Evolutionary psychologists cite language as a prime example (Pinker, 2007). All normal children acquire language without specific instruction; children in different cultures acquire language at about the same ages and in predictable stages; and the underlying structure of all human languages (nouns and verbs, subjects and objects, questions and conditional phrases, and so on) is basically the same. Taken as a whole, evolutionary psychologists argue, this evidence suggests that human brains have a built-in "program" for language. Evolutionary psychologists cite mate selection as another example. In choosing a partner, males and females tend to pursue different strategies. Why? Evolutionary psychologists answer this way: Human females usually have only one child at a time. Women also invest more in each child than men do - going through pregnancy, caretaking, and providing nourishment. It would seem to be most adaptive for females to look for males who will provide the best genes, resources, and long-term parental care. Males, on the other hand, are limited only by the number of prospective mates they can attract, because sperm are plentiful and quickly replaced. It may be most adaptive for males to seek to mate with as many females as they can and to compete with other males for access to females.
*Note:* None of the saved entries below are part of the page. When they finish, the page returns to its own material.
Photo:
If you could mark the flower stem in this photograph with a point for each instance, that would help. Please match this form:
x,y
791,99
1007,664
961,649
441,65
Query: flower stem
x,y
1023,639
Evolutionary psychologists have also made important contributions to other areas of psychology such as learning and memory. For example, in one study of what is called "adaptive memory", it was found that words with "survival relevance" such as those referring to food, shelter, or predators, are more likely to be remembered in a surprise recall task than control words (Nairne & Pandeirada, 2008). Another study of adaptive memory showed that people have an increased likelihood of recalling the "location" of objects important to their survival, compared to objects with less survival value (Nairne, VanArsdall, Pandeirada, & Blunt, 2012).
Evolutionary psychology is not without its critics (Brinkmann, 2011). Some opponents argue that science is being used to justify perpetuating unjust social policies. These critics claim that simply by saying a trait is adaptive implies that it is both genetically determined and good. In the past, racists and fascists have misused biological theories to promote social injustices. In Nazi Germany, for example, Jews were considered genetically inferior, a view that was used to justify their extermination. Similarly, the evolutionary theory of male-female differences in mate selection could be seen as endorsing male promiscuity, since it is biologically adaptive. In response, evolutionary psychologists are quick to point out that their aim is not to shape social policy, but to advance knowledge in psychological science and provide insights into the origins of human behavior (Buss, 2013; Confer et al., 2010).